Das ist für mich ein neuer Gedanke beim Nachdenken über den Text geworden. Gott selbst kann auch müde werden, vielleicht sogar mütend. So wie ich. Haben Sie das schonmal gedacht?

Siehe, der Hüter Israels schläft noch schlummert nicht“, heißt es ja eigentlich in Psalm 121,3.

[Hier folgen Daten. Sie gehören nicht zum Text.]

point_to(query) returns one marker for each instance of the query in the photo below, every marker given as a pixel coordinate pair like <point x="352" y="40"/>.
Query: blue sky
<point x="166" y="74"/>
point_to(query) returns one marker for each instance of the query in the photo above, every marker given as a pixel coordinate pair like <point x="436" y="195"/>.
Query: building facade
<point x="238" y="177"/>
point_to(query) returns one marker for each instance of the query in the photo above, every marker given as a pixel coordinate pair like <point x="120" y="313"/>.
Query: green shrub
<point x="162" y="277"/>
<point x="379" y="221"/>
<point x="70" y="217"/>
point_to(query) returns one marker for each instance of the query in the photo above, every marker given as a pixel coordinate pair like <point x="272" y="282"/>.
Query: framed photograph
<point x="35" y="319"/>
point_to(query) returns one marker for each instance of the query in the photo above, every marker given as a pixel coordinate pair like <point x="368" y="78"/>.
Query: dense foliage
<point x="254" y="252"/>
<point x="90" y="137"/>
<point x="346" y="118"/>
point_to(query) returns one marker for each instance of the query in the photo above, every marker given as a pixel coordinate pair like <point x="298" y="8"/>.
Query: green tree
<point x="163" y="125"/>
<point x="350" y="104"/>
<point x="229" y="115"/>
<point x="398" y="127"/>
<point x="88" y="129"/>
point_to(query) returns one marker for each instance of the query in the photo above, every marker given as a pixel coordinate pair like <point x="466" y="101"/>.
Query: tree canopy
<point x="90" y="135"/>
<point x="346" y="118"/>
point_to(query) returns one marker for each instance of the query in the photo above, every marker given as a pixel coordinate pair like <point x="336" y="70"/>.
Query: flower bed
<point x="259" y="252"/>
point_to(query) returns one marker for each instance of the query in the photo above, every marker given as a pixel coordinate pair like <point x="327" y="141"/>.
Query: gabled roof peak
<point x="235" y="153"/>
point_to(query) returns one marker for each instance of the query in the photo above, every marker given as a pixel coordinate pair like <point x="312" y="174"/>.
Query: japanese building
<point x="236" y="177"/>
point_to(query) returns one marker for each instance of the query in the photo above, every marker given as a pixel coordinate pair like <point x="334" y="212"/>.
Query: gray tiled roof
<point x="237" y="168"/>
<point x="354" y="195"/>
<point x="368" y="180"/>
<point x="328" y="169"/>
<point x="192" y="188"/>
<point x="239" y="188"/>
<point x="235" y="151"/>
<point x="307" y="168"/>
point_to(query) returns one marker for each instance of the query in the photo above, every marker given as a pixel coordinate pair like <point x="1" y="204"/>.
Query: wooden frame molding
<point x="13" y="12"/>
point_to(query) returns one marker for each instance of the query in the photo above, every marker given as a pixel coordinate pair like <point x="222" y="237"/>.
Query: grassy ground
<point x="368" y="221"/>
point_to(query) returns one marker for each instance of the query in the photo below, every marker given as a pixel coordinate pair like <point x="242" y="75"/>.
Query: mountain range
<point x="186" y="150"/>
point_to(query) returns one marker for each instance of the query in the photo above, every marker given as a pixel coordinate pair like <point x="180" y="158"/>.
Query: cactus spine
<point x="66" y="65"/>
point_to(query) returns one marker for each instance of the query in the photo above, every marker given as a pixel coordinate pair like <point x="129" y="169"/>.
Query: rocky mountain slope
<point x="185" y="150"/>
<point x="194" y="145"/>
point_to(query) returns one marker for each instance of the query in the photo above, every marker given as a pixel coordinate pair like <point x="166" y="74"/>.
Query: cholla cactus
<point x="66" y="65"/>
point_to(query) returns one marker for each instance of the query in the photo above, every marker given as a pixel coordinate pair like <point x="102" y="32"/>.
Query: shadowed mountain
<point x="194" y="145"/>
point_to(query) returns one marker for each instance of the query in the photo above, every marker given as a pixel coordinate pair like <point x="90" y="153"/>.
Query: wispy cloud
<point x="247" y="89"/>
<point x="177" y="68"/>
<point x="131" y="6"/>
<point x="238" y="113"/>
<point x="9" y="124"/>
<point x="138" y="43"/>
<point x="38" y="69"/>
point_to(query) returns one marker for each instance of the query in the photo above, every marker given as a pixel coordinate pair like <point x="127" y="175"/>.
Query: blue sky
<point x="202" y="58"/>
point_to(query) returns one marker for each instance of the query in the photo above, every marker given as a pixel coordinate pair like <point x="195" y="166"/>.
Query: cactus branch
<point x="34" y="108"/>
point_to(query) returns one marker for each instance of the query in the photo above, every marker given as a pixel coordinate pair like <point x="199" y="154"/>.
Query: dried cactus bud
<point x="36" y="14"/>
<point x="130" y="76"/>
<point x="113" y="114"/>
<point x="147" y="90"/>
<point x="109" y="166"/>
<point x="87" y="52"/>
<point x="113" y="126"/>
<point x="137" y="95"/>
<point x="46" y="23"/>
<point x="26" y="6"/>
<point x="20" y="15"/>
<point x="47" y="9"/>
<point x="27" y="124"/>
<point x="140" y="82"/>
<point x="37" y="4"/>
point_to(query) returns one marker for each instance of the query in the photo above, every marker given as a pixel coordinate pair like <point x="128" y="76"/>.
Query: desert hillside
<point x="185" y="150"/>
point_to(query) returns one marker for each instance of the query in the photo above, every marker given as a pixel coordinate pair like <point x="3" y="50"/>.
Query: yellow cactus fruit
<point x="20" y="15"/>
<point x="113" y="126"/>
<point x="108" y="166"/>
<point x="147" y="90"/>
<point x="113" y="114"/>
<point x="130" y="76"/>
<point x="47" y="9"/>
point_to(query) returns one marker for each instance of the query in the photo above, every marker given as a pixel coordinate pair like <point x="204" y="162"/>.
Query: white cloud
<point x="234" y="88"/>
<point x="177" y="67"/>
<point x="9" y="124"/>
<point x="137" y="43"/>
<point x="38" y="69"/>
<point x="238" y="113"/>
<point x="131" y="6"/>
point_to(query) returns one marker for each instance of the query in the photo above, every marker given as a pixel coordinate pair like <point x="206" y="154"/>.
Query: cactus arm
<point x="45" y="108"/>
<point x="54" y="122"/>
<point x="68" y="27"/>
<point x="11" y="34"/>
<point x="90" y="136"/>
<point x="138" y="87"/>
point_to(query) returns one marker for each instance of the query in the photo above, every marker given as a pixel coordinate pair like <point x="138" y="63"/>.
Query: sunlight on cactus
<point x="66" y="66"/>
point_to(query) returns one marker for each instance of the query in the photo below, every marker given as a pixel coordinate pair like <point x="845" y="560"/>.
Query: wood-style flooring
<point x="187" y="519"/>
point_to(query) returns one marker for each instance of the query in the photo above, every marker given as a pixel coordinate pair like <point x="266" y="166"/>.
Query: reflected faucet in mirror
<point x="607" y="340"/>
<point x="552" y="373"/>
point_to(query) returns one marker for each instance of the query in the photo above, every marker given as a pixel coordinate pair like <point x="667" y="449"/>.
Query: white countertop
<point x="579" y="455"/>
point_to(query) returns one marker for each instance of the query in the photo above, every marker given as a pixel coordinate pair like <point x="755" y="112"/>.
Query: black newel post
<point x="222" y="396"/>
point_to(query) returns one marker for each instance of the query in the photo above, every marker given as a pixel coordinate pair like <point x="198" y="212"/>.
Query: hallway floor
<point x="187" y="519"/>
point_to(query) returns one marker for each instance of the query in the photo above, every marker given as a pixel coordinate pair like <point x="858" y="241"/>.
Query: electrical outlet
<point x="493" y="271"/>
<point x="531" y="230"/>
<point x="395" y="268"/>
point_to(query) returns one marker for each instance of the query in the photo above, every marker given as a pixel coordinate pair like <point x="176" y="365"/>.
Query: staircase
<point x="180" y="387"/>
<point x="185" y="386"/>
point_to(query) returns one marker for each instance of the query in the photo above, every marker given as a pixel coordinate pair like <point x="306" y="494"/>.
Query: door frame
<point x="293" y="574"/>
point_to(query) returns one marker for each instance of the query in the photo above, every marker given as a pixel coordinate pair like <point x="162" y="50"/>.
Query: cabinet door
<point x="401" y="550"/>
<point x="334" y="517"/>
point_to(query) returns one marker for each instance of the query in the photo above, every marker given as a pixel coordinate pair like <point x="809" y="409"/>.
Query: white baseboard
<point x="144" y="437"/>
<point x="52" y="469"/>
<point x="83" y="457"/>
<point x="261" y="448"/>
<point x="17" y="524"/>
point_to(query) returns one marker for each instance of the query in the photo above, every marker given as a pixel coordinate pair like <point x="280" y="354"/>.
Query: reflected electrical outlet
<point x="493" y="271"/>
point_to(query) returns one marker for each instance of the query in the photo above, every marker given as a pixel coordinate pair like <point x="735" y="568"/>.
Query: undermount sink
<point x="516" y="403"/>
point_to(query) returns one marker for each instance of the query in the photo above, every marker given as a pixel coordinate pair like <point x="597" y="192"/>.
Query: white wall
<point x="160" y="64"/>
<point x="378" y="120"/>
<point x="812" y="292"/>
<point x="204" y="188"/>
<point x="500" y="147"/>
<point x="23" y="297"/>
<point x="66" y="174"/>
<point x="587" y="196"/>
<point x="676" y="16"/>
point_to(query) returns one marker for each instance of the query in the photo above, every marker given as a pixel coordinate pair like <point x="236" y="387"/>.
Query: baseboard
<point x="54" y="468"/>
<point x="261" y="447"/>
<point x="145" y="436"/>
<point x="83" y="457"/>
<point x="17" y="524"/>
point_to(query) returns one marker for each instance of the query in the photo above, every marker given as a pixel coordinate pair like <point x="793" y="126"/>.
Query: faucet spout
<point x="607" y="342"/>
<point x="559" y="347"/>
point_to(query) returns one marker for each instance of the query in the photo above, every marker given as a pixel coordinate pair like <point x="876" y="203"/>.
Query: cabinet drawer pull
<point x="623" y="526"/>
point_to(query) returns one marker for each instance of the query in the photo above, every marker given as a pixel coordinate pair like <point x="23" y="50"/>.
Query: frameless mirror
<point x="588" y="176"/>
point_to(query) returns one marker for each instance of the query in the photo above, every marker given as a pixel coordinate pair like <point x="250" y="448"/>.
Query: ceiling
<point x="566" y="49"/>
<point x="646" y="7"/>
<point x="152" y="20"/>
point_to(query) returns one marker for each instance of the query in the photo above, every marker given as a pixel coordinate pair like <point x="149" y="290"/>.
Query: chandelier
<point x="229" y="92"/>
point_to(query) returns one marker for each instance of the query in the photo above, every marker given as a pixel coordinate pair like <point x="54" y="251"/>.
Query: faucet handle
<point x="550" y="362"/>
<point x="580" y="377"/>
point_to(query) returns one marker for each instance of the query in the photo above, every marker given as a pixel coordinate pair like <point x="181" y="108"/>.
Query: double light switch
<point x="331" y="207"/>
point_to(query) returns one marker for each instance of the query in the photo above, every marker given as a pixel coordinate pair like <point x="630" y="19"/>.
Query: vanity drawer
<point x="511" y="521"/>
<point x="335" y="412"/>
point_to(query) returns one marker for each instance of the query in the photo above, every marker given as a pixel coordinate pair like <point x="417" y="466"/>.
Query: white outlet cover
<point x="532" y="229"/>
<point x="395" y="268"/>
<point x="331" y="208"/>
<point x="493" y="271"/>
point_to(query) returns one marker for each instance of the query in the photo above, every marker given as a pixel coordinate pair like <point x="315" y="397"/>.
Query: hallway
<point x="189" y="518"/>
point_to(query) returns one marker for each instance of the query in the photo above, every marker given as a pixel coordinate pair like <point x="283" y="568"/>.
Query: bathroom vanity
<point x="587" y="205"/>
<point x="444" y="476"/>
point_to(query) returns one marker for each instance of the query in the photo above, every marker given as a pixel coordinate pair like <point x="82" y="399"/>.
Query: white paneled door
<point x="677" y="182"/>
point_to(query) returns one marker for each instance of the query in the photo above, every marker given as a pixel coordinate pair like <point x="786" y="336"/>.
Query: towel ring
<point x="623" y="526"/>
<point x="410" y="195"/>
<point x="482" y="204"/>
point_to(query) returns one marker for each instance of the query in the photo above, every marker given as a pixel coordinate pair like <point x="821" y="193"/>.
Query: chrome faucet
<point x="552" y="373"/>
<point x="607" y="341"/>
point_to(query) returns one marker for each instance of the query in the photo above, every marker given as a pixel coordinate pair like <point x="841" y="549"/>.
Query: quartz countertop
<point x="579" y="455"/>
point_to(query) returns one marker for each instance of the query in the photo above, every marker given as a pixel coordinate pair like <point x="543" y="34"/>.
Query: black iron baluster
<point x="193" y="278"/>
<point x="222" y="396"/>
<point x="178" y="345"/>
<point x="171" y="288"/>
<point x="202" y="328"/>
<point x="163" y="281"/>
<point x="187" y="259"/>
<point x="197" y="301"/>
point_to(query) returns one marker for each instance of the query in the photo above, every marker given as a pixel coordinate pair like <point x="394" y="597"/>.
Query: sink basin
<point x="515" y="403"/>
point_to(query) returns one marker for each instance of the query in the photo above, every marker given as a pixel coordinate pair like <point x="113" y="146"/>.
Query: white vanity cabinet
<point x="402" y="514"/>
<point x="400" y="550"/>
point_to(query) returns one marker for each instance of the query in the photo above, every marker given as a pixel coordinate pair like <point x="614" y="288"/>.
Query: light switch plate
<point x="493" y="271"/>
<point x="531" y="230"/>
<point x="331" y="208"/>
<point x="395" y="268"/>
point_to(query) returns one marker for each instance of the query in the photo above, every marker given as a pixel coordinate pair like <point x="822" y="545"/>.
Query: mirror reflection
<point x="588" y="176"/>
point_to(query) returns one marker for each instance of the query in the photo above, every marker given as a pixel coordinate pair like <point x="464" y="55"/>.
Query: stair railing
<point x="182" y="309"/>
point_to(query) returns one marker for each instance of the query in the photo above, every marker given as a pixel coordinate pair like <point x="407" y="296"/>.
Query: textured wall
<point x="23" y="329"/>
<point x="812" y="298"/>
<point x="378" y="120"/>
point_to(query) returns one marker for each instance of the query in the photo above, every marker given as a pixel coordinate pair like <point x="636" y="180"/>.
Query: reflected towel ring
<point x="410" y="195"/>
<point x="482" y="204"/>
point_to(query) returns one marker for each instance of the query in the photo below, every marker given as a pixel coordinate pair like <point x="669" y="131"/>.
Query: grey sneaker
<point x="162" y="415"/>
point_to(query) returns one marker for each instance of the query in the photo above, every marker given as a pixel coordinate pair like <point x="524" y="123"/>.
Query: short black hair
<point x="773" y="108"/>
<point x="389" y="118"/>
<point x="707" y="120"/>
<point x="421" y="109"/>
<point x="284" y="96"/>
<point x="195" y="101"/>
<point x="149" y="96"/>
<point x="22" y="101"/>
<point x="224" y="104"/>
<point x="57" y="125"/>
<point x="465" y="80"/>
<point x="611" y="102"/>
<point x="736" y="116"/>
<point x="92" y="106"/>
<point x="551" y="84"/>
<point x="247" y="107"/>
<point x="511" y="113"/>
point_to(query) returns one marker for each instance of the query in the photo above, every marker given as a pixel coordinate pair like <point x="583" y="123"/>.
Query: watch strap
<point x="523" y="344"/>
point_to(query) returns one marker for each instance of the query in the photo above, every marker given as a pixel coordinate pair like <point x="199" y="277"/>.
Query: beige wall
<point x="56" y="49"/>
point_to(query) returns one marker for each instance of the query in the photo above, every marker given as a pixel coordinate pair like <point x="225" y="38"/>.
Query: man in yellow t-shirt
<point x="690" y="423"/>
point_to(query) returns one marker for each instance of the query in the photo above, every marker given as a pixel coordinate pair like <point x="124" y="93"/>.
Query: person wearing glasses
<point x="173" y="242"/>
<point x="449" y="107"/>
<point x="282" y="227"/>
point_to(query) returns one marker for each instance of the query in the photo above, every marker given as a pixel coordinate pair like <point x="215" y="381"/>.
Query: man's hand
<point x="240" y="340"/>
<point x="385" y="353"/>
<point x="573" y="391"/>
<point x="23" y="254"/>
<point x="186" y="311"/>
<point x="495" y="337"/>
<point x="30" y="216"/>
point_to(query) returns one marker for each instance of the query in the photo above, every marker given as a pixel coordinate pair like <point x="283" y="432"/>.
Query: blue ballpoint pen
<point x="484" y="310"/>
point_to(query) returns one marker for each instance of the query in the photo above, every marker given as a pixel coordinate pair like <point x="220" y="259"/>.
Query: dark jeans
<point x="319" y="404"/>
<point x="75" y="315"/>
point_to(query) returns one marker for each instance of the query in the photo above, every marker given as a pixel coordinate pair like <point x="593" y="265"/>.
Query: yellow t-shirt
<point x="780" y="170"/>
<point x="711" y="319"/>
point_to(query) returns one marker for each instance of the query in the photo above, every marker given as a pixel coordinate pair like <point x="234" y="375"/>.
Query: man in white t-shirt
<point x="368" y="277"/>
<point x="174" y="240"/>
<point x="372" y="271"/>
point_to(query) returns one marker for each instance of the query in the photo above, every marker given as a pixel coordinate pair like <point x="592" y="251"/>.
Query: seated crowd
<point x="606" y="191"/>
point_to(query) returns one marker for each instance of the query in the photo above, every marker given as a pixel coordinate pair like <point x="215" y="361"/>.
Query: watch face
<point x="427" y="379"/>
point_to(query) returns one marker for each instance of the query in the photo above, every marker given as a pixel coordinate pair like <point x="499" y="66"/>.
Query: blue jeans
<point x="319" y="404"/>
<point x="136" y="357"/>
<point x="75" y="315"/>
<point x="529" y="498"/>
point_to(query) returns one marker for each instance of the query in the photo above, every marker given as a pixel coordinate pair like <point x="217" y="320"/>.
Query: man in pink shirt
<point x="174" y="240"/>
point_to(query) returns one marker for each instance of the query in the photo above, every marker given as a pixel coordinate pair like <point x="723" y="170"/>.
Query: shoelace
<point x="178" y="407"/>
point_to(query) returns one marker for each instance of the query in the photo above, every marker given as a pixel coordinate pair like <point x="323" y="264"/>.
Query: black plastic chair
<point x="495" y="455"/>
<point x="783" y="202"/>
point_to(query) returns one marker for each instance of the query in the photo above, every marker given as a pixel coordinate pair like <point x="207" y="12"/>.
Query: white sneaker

Aber Gott hat doch viel mehr um die Ohren als unsereins. Eine ganze Welt, einen ganzen Kosmos. Pflanzen und Tiere, Erde und Meer, und obendrauf noch uns Menschen alle. Die Guten. Und die Bösen. Die seinen Rat überhören, kein Zeichen von ihm wollen. Und manchmal macht ihn das vielleicht müde. Das alles Viele. Und das alles Böse macht ihn wütend dazu. Wenn Gott Mensch geworden ist, dann kennt er vielleicht auch so ganz menschliche Gefühle wie das Mütend-Sein.

Aber Jesaja gibt mir Hoffnung, dass es nicht dabei bleibt.
Wenn wir nicht mehr rauskommen aus unserem Mütend-Sein – Gott rappelt sich auf. Wenn wir nicht mehr wollen – Gott will. Und nimmt uns mit. Ahas wollte kein Zeichen von Gott. Aber Gott hat ihm von sich aus ein Zeichen gegeben, erzählt Jesaja: „Siehe, eine Jungfrau ist schwanger und wird einen Sohn gebären, den wird sie nennen Immanuel.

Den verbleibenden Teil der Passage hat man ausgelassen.